Other nations in the region such as Thailand, Vietnam and Indonesia have also evinced interest in acquiring the BrahMos missile system designed, developed and produced by the Indian aerospace and defence industry. Acquisition of the BrahMos with these nations is certainly going to be a matter of concern for China as she may no longer find it easy to pressurise or intimidate them as she has been doing with increasing frequency especially in the recent past.

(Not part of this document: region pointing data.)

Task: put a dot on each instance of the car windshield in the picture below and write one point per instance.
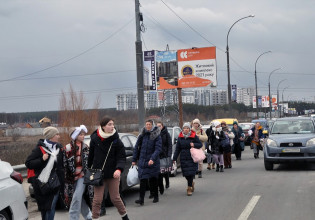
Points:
(293, 127)
(245, 126)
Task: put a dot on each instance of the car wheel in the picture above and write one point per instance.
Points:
(268, 165)
(4, 215)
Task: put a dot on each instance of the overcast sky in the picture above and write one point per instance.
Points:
(47, 45)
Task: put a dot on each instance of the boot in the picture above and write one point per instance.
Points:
(209, 166)
(213, 166)
(156, 199)
(217, 169)
(221, 168)
(125, 217)
(139, 201)
(189, 191)
(200, 174)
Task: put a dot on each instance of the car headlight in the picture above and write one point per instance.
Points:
(271, 143)
(310, 142)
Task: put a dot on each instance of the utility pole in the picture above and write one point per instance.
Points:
(139, 61)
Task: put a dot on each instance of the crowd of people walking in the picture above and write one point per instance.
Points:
(62, 171)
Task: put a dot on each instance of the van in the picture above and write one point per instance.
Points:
(229, 121)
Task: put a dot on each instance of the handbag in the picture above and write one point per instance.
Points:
(165, 165)
(52, 184)
(197, 154)
(132, 176)
(95, 176)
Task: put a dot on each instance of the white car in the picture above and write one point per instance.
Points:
(13, 203)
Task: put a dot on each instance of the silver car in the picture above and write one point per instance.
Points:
(290, 140)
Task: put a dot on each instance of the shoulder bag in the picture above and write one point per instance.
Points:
(95, 176)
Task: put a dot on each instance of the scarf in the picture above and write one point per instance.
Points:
(104, 135)
(44, 175)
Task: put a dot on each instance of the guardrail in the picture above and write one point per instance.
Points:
(21, 169)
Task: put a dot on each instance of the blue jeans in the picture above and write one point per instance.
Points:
(78, 204)
(50, 214)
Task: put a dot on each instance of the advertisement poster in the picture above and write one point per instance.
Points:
(197, 67)
(265, 101)
(234, 93)
(274, 102)
(166, 69)
(149, 80)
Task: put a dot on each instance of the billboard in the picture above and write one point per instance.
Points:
(234, 93)
(166, 69)
(149, 78)
(197, 67)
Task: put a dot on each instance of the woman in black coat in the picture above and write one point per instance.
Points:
(187, 139)
(146, 155)
(104, 143)
(47, 149)
(165, 153)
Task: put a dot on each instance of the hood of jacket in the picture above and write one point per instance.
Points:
(154, 133)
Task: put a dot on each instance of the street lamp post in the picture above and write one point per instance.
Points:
(278, 95)
(256, 81)
(270, 107)
(228, 57)
(283, 100)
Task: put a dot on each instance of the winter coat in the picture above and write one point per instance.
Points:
(260, 135)
(238, 134)
(188, 166)
(201, 135)
(166, 143)
(99, 148)
(216, 144)
(69, 164)
(35, 161)
(148, 147)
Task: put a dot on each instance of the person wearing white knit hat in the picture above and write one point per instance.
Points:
(76, 160)
(196, 127)
(46, 159)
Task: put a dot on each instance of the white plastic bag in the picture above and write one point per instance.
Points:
(132, 177)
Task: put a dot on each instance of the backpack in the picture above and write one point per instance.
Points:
(31, 172)
(226, 142)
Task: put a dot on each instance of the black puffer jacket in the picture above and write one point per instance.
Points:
(98, 151)
(166, 143)
(189, 167)
(35, 161)
(216, 144)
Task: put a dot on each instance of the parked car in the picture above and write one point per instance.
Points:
(246, 127)
(129, 141)
(290, 140)
(13, 203)
(174, 132)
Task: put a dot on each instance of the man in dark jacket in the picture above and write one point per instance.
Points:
(146, 155)
(165, 154)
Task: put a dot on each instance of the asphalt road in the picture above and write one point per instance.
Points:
(246, 191)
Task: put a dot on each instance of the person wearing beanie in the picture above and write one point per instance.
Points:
(238, 140)
(105, 143)
(196, 127)
(217, 137)
(227, 145)
(76, 164)
(46, 158)
(187, 139)
(146, 155)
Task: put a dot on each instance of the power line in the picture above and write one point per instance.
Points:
(72, 58)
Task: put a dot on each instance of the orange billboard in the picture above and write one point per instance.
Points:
(197, 67)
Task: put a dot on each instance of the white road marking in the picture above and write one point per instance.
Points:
(249, 208)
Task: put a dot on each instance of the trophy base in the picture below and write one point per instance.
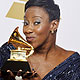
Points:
(15, 66)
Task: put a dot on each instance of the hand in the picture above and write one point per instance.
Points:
(7, 75)
(31, 76)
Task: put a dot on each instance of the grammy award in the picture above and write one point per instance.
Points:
(18, 56)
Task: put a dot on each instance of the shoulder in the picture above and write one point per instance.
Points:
(5, 52)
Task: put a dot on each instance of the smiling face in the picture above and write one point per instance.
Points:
(36, 26)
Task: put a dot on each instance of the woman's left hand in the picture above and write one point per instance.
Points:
(31, 76)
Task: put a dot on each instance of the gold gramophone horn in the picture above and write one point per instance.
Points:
(20, 43)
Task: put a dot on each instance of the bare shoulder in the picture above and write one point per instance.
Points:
(65, 53)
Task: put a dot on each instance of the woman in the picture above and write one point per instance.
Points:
(50, 61)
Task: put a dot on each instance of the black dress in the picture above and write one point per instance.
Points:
(67, 70)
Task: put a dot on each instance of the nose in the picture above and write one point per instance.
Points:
(27, 30)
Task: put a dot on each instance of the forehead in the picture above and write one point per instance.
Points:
(36, 11)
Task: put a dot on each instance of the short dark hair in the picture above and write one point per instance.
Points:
(51, 8)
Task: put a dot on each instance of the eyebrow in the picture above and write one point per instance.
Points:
(34, 17)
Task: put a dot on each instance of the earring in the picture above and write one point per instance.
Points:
(52, 31)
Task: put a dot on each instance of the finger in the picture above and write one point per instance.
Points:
(27, 75)
(19, 73)
(11, 74)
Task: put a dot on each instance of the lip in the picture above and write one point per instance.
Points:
(30, 38)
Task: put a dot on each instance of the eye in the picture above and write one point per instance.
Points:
(37, 22)
(25, 23)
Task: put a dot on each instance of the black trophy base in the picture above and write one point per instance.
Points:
(15, 66)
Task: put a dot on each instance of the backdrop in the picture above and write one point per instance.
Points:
(11, 16)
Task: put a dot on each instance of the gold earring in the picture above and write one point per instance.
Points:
(52, 31)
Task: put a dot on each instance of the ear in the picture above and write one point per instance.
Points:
(54, 25)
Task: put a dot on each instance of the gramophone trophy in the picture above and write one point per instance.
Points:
(18, 57)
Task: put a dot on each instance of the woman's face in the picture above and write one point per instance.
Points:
(36, 26)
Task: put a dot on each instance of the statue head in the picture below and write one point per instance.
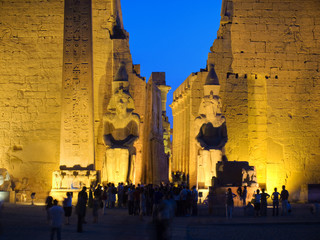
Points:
(121, 103)
(210, 105)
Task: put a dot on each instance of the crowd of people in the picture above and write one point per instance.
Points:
(144, 200)
(258, 203)
(161, 202)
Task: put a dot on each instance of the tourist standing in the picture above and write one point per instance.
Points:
(275, 202)
(229, 202)
(120, 195)
(143, 203)
(81, 207)
(257, 203)
(105, 199)
(56, 216)
(284, 196)
(49, 204)
(244, 196)
(264, 205)
(130, 199)
(194, 201)
(239, 192)
(67, 207)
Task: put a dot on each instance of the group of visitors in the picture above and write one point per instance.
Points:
(144, 200)
(260, 201)
(161, 202)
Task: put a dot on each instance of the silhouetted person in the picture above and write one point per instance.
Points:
(244, 196)
(284, 200)
(239, 192)
(49, 204)
(257, 203)
(264, 205)
(81, 207)
(230, 204)
(275, 202)
(67, 207)
(56, 215)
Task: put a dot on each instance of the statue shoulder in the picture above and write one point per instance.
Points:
(135, 117)
(201, 118)
(109, 117)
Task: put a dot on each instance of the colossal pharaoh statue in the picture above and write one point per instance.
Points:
(121, 129)
(211, 131)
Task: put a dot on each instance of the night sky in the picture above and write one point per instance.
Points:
(172, 36)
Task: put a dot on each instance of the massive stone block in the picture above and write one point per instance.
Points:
(31, 49)
(266, 56)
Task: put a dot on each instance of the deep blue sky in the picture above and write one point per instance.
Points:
(172, 36)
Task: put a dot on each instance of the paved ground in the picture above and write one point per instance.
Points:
(23, 222)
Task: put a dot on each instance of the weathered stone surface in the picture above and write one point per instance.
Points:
(266, 56)
(31, 50)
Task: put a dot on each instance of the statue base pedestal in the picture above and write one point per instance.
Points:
(207, 161)
(64, 181)
(70, 180)
(117, 166)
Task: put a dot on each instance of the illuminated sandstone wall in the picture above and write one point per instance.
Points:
(31, 36)
(266, 56)
(31, 50)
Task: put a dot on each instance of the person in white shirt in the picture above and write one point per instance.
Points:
(56, 216)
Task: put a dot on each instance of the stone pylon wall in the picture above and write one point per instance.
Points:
(30, 81)
(266, 56)
(31, 51)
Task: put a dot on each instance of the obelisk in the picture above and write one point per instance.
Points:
(77, 168)
(77, 131)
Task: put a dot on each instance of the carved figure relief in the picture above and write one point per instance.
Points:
(210, 131)
(293, 35)
(121, 130)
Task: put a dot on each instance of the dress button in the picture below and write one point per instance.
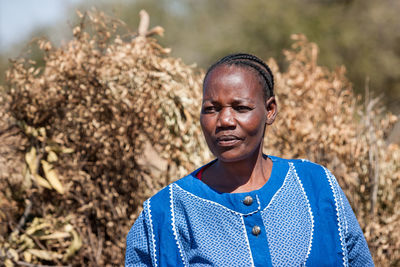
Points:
(248, 200)
(256, 230)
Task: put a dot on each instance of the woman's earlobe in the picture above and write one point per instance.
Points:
(272, 110)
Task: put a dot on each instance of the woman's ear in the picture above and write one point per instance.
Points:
(272, 109)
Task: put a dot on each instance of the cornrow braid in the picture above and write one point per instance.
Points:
(253, 62)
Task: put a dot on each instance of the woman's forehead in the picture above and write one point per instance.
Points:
(232, 81)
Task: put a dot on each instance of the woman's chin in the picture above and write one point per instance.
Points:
(232, 155)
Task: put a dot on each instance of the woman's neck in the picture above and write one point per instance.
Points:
(240, 176)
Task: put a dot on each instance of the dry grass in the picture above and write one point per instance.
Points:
(111, 118)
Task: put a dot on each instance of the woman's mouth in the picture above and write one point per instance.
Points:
(228, 140)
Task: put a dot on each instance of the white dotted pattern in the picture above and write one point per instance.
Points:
(208, 233)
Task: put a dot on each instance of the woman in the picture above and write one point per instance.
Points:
(246, 208)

The BrahMos is the world’s fastest supersonic cruise missile that is designed to fly at nearly three times the speed of sound, making it almost impossible for targets to evade attack by this weapon system. This weapon system has been developed by BrahMos Aerospace which was established on February 12, 1998 as an inter-government joint venture enterprise between the Defence Research and Development Organisation (DRDO) of India and the Federal State Unitary Enterprise NPO Mashinostroyenia (NPOM) of Russia. Based on the Russian P-800 Oniks sea-skimming cruise missile technology, the name BrahMos given to this weapon system is derived from the names of two major rivers namely the Brahmputra (Brah) in India and the Moskava (Mos) in Russia. The BrahMos was first test-fired in a vertical launch configuration on June 12, 2001 from the Integrated Test Range (ITR) at Chandipur in Odisha.
The BrahMos is credited with having set a world record at the integrated test range Launching Complex at Chandipur, Odisha on September 5, 2010, for being the first cruise missile to be tested at supersonic speeds in a steep-dive mode. With this launch, the requirement of the Indian Army for land attack with Block-II advanced seeker software with target discriminating capabilities, was met with. The BrahMos became the only supersonic cruise missile possessing advanced capability of selection of a particular land target amongst a group of targets, providing an edge to the user with its high precision capability. Over the years since the first launch in 2001, several advanced versions of the BrahMos have been developed making it an extremely potent weapon system. India has already deployed a sizable number of the BrahMos missile system in a number of strategic locations along the Line of Actual Control with China in the Ladakh and Arunachal Pradesh sectors.
While the BrahMos is undoubtedly a potent weapon system, in the ultimate analysis, its effectiveness against the enemy in war will depend on how well the manpower maintaining and operating the weapon system is trained. India’s responsibility towards the customer thus will not end with merely marketing of the weapon system, but will extend well beyond.